He studied law and was later admitted to the bar.
A native of Mercersburg, Franklin County, Pennsylvania, he moved with his wife to the Northwest Territory in 1793 and settled in Losantiville, which would later become Cincinnati, Ohio.
James Findlay practiced as an attorney until he was elected to the Legislative Council of the Northwest Territory in 1798. He became the United States Marshal of Ohio in 1802 and was elected to the First Ohio Legislature when Ohio became a state in 1803. He was elected President of the Cincinnati City Council, also referred to as Mayor, from 1805 to 1806 and again from 1810 to 1811. During the War of 1812, he was commissioned as Colonel of the 2nd Ohio Volunteer Infantry and commanded the regiment near Detroit. He erected a fort in southern Ohio and was also briefly held as a prisoner of war by the British. After the war, he became Major General of the Ohio Militia's First Division.
Findlay was an enormously successful real estate and business entrepreneur and also helped found Cincinnati's first library.
He died in Cincinnati in 1835 when he was 65 years old. He was originally buried in the Presbyterian Grounds and was later removed to Spring Grove Cemetery in 1854. Findlay, Ohio, is named for him as well as Findlay Market, and Findlay Street in Cincinnati. His brother, William Findlay was a Pennsylvania Governor and Senator, and another brother, John Findlay, was a Pennsylvania Congressman.

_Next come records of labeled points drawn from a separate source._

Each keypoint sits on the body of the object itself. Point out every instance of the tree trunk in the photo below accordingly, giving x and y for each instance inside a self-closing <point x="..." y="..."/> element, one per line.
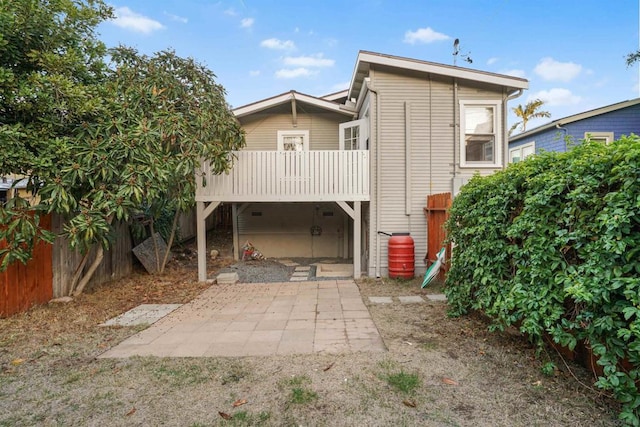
<point x="155" y="245"/>
<point x="78" y="273"/>
<point x="174" y="226"/>
<point x="92" y="269"/>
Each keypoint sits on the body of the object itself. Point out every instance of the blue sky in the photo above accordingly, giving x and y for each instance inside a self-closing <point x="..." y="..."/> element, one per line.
<point x="572" y="52"/>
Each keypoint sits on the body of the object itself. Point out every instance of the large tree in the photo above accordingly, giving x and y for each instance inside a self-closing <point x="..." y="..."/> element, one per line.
<point x="51" y="70"/>
<point x="165" y="114"/>
<point x="530" y="111"/>
<point x="99" y="143"/>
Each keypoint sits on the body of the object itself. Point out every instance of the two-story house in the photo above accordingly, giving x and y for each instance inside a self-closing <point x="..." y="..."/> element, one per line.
<point x="329" y="176"/>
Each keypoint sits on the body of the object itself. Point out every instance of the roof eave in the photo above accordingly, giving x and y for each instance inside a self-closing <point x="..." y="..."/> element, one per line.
<point x="286" y="97"/>
<point x="365" y="59"/>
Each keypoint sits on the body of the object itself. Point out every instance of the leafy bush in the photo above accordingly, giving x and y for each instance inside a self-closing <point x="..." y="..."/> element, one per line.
<point x="552" y="245"/>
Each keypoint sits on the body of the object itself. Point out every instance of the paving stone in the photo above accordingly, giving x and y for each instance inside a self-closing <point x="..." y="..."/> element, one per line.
<point x="300" y="274"/>
<point x="227" y="278"/>
<point x="381" y="300"/>
<point x="410" y="299"/>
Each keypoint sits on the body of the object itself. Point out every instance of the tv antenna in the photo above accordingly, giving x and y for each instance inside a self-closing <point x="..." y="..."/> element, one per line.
<point x="456" y="53"/>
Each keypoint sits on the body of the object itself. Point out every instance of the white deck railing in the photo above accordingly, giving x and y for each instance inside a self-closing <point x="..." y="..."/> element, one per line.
<point x="267" y="176"/>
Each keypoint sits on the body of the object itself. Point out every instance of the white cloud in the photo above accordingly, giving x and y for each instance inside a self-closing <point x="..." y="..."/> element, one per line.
<point x="309" y="61"/>
<point x="340" y="86"/>
<point x="424" y="35"/>
<point x="176" y="18"/>
<point x="555" y="97"/>
<point x="128" y="19"/>
<point x="515" y="73"/>
<point x="288" y="73"/>
<point x="278" y="44"/>
<point x="552" y="70"/>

Elected as a Jacksonian Party member to represent Ohio's 1st District in the United States House of Representatives, he served from 1825 to 1833. He was not a candidate for reelection in 1832 and was an unsuccessful candidate as a Democratic Party member for Governor of Ohio in 1834.
He was married to Jane Irwin Findlay. Six years after his death, she lived in the White House with her niece, Jane Irwin Harrison, who had married President William Henry Harrison's son.